Below is the code to check the nullability of each generic type parameter in the return type of the genericType function.

val metadataAnnotation = Metadata(
    kind = 1, // value of the k field in the metadata
    metadataVersion = intArrayOf(1, 7, 0), // value of the mv field
    // map to d1
    data1 = arrayOf(<value of the d1 field>),
    // map to d2
    data2 = arrayOf(<value of the d2 field>),
)

val metadata = KotlinClassMetadata.read(metadataAnnotation)
// Because DummyClass is a class, we use KotlinClassMetadata.Class here
val classMetadata = metadata as KotlinClassMetadata.Class
val kclass = classMetadata.toKmClass()

// DummyClass only has one function, so we retrieve the first element in kclass.functions,
// then we retrieve its return type arguments
val returnTypeArguments = kclass.functions.first().returnType.arguments
// Because the return type has two generic type parameters, we retrieve the first and second elements from returnTypeArguments array,
// then we extract their types
val firstArgType = returnTypeArguments[0].type
val secondArgType = returnTypeArguments[1].type

// For each type, we check its flag to see if it is nullable
val isFirstArgNullable = Flag.Type.IS_NULLABLE(firstArgType?.flags!!)
val isSecondArgNullable = Flag.Type.IS_NULLABLE(secondArgType?.flags!!)

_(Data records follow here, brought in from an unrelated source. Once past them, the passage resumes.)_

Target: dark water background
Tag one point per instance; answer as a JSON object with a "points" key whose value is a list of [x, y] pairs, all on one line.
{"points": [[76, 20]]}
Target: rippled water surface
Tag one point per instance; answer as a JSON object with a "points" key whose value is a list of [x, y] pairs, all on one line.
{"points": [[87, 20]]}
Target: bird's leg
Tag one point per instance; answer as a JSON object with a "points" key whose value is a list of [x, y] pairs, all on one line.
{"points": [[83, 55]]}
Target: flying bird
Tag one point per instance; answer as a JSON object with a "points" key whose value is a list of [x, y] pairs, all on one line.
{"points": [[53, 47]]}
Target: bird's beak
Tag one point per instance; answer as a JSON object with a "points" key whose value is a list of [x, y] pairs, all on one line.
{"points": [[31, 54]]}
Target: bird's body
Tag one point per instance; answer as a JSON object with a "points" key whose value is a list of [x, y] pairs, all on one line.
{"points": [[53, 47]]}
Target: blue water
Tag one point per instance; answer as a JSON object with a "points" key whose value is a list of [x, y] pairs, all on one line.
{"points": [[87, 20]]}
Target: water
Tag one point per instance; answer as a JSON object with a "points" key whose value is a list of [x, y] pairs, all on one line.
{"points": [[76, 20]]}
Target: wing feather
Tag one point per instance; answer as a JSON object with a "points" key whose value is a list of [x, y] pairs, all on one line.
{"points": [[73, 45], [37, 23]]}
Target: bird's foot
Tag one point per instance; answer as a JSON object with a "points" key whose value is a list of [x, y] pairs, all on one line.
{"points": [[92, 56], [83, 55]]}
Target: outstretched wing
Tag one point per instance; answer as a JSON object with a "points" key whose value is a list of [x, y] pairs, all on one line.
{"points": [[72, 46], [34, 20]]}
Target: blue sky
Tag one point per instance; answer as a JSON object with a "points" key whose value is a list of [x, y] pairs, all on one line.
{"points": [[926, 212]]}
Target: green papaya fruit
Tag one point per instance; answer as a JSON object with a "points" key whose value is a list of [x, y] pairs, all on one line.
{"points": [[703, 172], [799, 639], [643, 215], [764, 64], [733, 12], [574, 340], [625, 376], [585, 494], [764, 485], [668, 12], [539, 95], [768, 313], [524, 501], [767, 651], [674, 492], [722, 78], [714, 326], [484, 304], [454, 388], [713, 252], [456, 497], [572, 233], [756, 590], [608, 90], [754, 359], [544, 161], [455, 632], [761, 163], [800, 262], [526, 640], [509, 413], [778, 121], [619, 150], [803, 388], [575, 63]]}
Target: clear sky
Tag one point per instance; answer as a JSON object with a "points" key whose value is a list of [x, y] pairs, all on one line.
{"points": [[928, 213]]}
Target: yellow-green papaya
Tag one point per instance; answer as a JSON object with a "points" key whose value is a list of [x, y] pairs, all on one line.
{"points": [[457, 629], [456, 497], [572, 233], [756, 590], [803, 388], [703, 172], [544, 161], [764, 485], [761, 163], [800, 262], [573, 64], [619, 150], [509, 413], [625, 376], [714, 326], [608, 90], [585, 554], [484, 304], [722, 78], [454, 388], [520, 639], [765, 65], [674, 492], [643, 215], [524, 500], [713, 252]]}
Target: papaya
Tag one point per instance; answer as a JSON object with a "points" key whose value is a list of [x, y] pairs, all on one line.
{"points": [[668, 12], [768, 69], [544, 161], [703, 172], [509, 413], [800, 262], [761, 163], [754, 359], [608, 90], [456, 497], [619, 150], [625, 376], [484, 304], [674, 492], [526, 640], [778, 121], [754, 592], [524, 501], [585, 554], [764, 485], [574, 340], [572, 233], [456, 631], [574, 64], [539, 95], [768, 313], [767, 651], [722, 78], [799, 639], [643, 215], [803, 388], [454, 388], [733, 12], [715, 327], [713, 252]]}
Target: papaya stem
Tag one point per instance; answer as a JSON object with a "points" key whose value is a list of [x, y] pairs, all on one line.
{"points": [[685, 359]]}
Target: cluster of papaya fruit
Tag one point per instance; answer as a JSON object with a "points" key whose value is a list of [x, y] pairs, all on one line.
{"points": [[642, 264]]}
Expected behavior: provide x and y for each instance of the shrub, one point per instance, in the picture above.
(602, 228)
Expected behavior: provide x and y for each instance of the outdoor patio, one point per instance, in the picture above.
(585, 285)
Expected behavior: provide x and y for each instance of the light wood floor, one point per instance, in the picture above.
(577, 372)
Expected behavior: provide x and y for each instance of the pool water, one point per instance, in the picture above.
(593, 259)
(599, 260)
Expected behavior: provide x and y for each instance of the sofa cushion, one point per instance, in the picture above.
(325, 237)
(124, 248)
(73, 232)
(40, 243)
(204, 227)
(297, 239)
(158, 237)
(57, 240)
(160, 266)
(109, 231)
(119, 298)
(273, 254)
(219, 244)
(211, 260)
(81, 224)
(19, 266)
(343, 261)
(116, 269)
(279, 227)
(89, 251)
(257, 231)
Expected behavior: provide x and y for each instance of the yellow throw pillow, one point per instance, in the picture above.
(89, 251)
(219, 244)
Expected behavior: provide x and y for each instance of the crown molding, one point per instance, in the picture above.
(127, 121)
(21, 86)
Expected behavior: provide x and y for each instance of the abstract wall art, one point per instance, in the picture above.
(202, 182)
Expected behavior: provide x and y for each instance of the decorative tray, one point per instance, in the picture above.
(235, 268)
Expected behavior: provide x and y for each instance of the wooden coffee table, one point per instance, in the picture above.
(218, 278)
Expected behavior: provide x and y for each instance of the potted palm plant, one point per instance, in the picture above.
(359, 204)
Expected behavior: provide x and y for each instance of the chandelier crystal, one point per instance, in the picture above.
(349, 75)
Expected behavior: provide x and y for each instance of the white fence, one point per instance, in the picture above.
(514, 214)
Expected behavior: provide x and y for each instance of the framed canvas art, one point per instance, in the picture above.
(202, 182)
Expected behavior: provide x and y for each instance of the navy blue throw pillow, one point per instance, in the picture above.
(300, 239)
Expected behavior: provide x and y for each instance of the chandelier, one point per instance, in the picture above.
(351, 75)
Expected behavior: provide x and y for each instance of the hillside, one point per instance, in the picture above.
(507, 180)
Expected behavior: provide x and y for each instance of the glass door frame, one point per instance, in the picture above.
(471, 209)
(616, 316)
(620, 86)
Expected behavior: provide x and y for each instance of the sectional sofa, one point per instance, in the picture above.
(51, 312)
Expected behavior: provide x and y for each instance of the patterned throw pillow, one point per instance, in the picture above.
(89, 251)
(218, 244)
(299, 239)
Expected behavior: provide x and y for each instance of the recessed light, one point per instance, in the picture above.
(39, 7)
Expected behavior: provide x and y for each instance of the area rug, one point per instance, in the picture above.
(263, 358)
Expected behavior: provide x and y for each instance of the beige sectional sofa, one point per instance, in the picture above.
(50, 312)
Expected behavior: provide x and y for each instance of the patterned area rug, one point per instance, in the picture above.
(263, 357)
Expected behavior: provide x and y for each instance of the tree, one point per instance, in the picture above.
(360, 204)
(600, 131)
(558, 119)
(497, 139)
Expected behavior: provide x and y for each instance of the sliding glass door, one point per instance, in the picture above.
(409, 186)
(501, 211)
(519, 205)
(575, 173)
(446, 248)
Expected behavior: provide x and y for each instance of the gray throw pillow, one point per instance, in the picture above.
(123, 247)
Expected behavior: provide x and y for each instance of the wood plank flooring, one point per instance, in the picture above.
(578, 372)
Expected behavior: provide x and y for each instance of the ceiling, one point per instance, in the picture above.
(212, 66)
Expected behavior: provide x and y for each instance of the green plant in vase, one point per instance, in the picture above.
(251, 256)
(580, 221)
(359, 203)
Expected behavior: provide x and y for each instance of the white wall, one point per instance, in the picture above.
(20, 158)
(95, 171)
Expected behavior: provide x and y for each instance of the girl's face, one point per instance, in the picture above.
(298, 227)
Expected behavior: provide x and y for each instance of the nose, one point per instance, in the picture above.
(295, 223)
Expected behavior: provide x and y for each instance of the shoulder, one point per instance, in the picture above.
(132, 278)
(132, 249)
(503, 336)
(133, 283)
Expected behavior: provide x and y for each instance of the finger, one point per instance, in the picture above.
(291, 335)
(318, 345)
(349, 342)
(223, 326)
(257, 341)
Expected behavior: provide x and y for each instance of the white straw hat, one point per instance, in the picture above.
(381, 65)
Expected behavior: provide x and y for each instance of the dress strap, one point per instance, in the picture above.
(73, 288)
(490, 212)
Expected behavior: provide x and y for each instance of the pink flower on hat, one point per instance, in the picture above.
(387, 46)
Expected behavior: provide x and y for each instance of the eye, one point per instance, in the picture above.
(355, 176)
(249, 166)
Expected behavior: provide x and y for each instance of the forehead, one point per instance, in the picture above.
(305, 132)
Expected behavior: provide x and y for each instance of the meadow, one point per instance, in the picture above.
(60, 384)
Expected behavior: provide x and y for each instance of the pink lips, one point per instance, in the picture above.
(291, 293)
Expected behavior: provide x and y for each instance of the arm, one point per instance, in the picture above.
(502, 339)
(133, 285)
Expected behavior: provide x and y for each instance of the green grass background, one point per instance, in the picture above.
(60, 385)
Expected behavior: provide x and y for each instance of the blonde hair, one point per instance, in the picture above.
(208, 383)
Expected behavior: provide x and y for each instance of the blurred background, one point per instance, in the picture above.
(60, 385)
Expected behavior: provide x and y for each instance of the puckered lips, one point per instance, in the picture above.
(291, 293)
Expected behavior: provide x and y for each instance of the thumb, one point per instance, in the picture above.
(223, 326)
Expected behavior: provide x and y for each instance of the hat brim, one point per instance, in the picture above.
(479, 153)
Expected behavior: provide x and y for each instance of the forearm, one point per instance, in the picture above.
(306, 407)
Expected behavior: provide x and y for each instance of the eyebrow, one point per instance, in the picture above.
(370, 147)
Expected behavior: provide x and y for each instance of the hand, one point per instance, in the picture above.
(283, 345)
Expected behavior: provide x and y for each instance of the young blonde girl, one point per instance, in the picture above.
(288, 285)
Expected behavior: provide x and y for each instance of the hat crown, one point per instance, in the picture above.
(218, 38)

// And we print the result to console
println("isFirstArgNullable: $isFirstArgNullable, isSeconArgNullable: $isSecondArgNullable")

This is the output of the snippet above.

isFirstArgNullable: false, isSeconArgNullable: true

As we can see, the metadata stores the nullability of each generic type parameter. And the compiler can use this information to throw mismatch errors at compile time.

How about calling Java code from Kotlin

Another interesting case is when we call Java code from Kotin. If a Java function uses String then should we map it to String or String? in Kotlin? After all, the bytecode in this case does not have any annotations. And we also don’t have the necessary metadata.

The answer is Kotlin will treat this type as platform type. Users can choose between String or String? and the compiler will trust this decision. Let’s take a look at the example below.

// Java code
public class Container {
    public static String FromJava() {
        return "dummy";
    }
}

// Kotlin code
val canBeNull: String? = Container.FromJava()
val nonNull: String = Container.FromJava()

The Kotlin code produces the following bytecode.

// val nullable: String? = Container.FromJava()
LINENUMBER 88 L2
INVOKESTATIC Container.FromJava ()Ljava/lang/String;
ASTORE 1

// val nonNull: String = Container.FromJava()
LINENUMBER 89 L3
INVOKESTATIC Container.FromJava ()Ljava/lang/String;
DUP
LDC "Container.FromJava()"
INVOKESTATIC kotlin/jvm/internal/Intrinsics.checkNotNullExpressionValue (Ljava/lang/Object;Ljava/lang/String;)V
ASTORE 2

As we can see, when we assign the return value of FromJava to a non-nullable String, the compiler adds an additional call to the checkNotNullExpressionValue function. This helps verify that the return value is indeed not null. In other words, while the second line can compile, it might fail at runtime.

Conclusion

Kotlin uses a combination of annotations and metadata to implement null safety. Whether we use String or String?, the type that the JVM sees is still Ljava/lang/String. Thanks to this, null safety does not break the compatibility between Kotlin and Java.